The “we” over “me” approach doesn’t stop there. Weave the word “we” into your vocabulary, emails, etc. to continue to build the strong team mentality.

4No over Yes: Saying no is both the hardest and the most useful thing a product owner can do. The backlog isn’t an infinite wish list. Treating it as such can undermine end-user engagement. It can also lead to an operational headache managing a list of hundreds of requests.

Agile is largely built on a pull system. Items are pulled (rather than pushed) along from conception to implementation. Having a push system for the backlog and a pull system for everything else naturally leads to disruption. Saying no is a way to combat this disruption.

During the CSPO class, there was an analogy made to the unorganized, cluttered kitchen drawer. You know the one. And you know how difficult it is to find something in that drawer. The same thing happens with a product backlog if everything that is desired ends up on the backlog. If everything ends up on the backlog, end-users will naturally ask “When will I get this?” Your time is better spent doing things other than answering these hypotheticals.

If no is too strong of a word, try “Not yet. Could you follow up with me next month if this is still a priority?” Most requests will fall by the wayside.

5Provide over Present & Present over Describe: Yes, I’ve taken the liberty of putting two tips together. There’s a bit of a tiered approach here. Stay with me.

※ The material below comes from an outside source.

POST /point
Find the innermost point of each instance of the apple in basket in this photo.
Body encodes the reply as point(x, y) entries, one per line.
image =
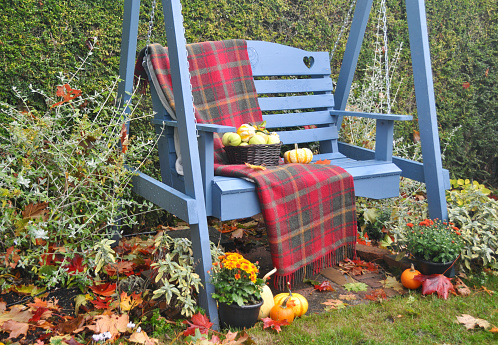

Agile in a nutshell is all about building a product in an iterative, incremental manner. Building a product incrementally allows for feedback. And feedback help us steer the product toward success.

But the feedback that is received depends on how the product is provided, presented, and/or described.

  • Provided — the user has the system in their hands, can test the system at their convenience
  • Presented — the user sees a demo of the system, may or may not have ability to steer the demo in one direction or another
  • Described — the user is told what new functionality has been added to the system

Imagine for a moment you are buying a car. You want to see it, right? And even better if you can test drive it! You don’t care so much if someone were to describe the dimensions, color, or air-to-fuel ratio in the carburetor. Imagine providing feedback on enhancements to a vehicle you didn’t test drive… it would feel quite strange.

The same can be said for product development. Providing a system to end-users at the end of a sprint, rather than conducting a demo or describing the new functionality, is one surefire way to get the right kind of feedback.

You can take this a step further by asking that the team incorporate visuals and mock-ups into their Definition of Ready (DoR). In fact, wireframes and lo-fi prototypes were the early bricks on which design thinking practices were built.

My call to action.

Bring these tips to your next retrospective. See which can be incorporated in the near-term. Make it happen and come back to let me know how it goes!